> There are fancier statistical tests than
> correlation that purport to tell whether
> A->B or B->A.
Daniel Davies wrote:
> Doug is here referring to "Granger causation".
> Basically and shorn of statistical language,
> A "Granger-causes" B if and only if:
>
> 1) A precedes B in time
> 2) A provides information about B which is not
> available any other way.
>
> Clive Granger (who won the Nobel Prize for
> Economics for, among other achievements, proving
> that if a linear combination of N nonstationary
> series is stationary, there must be some flow of
> Granger-causation between them) has remarked on
> occasion that he has often asked people what it
> is that is involved in "proper" causation over
> and above "mere" Granger-causation and never got
> a satisfactory response. I'm not saying I agree
> with him, just that the guy who invented the
> Granger causality test puts somewhat more
> philosophical oomph behind it than the majority
> of users.
Granger spoke at Trinity University here in San Antonio, TX last year. Before going to see him, I looked up his Nobel Lecture, where he said the following about the above:
An earlier concept that I was concerned with was that of causality. As a postdoctoral student in Princeton in 1959–1960, working with Professors John Tukey and Oskar Morgenstern, I was involved with studying something called the “cross-spectrum,” which I will not attempt to explain. Essentially one has a pair of inter-related time series and one would like to know if there are a pair of simple relations, first from the variable X explaining Y and then from the variable Y explaining X. I was having difficulty seeing how to approach this question when I met Dennis Gabor who later won the Nobel Prize in Physics in 1971. He told me to read a paper by the eminent mathematician Norbert Wiener which contained a definition that I might want to consider. It was essentially this definition, somewhat refined and rounded out, that I discussed, together with proposed tests in the mid 1960’s. The statement about causality has just two components:
1. The cause occurs before the effect; and 2. The cause contains information about the effect that that is unique, and is in no other variable.
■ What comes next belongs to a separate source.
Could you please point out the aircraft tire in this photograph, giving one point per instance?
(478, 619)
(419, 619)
A consequence of these statements is that the causal variable can help forecast the effect variable after other data has first been used. Unfortunately, many users concentrated on this forecasting implication rather than on the original definition.
At that time, I had little idea that so many people had very fixed ideas about causation, but they did agree that my definition was not “true causation” in their eyes, it was only “Granger causation.” I would ask for a definition of true causation, but no one would reply. However, my definition was pragmatic and any applied researcher with two or more time series could apply it, so I got plenty of citations. Of course, many ridiculous papers appeared.
When the idea of cointegration was developed, over a decade later, it became clear immediately that if a pair of series was cointegrated then at least one of them must cause the other. There seems to be no special reason why there two quite different concepts should be related; it is just the way that the mathematics turned out.
<end>
<http://nobelprize.org/economics/laureates/2003/granger-lecture.pdf>
I'd love to hear what Justin has to say on this, with his background in philosophy. This reading seems to run directly counter to David Hume's skepticism of inductive reasoning. Hume, as I understand, read cause and effect as distinct occurances (due to the limits of our ability to know), with the cause alone providing NO information about he effect. According to Hume, we make the association out of habit, not because of any *observable* necessity. "Granger causality," however, explicitly claims that the cause contains information about the effect.
If I'm way off-base here, any correction would be welcome.